Produktpiraterie hat viele Gesichter

Die Pirateriefälle, mit denen Unternehmen konfrontiert werden können, sind sehr vielfältig. Zum Beispiel können plumpe Nachahmungen der Produkte in minderwertiger Qualität auftauchen, häufig in Kombination mit einem gefälschten Markensymbol. In anderen Fällen werden technische Prinzipien, wie etwa konstruktive Elemente oder Steuerungssoftware, in hoher Qualität reproduziert. Jeder Pirateriefall muss daher individuell analysiert werden und erfordert ganz individuelle Maßnahmen. Vor diesem Hintergrund lassen sich zwei Grundarten von Produktimitationen unterscheiden

Fälschung

Imitationen werden als Fälschungen bezeichnet, wenn der Imitator die Marke oder markenprägende Elemente kopiert und damit seinem Produkt die Urheberschaft des Originalherstellers unterstellt.
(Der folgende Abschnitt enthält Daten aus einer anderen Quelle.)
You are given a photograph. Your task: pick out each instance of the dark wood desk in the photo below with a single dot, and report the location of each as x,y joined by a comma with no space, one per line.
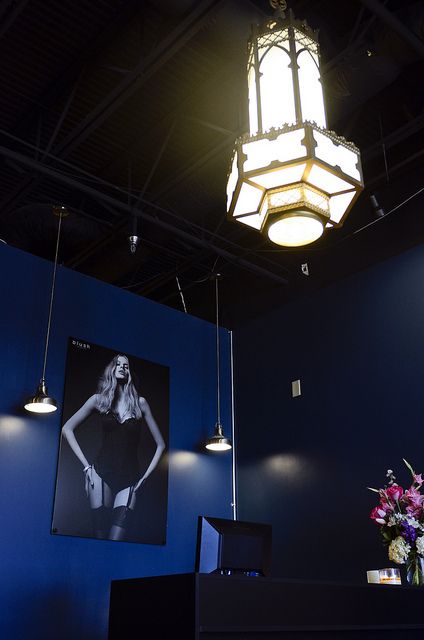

Sofern dabei auch das Produkt täuschend echt nachempfunden wird, handelt es sich um eine so genannte sklavische Fälschung, andernfalls um eine einfache Markenfälschung.

Markenfälschung am Beispiel Fortis
(Quelle: www.plagiarius.com)
Sklavische Fälschung am Beispiel Nintendo (Quelle: www.plagiarius.com)

 

Plagiat

Plagiate sind Kopien eines fremden geistigen Eigentums, wobei der Imitator der Kopie die eigene Urheberschaft unterstellt, indem er sie mit seiner eigenen Marke versieht bzw. die Marke des Originalherstellers verschweigt. Hierbei lässt sich zum einen der Fall beobachten, dass ein Imitator nur wesentliche Elemente des Originalproduktes in Form einer Konzeptkopie übernimmt. Andererseits kann das Originalprodukt auch in identischer Weise nachgebaut werden. In diesem Fall spricht man von einer sklavischen Kopie.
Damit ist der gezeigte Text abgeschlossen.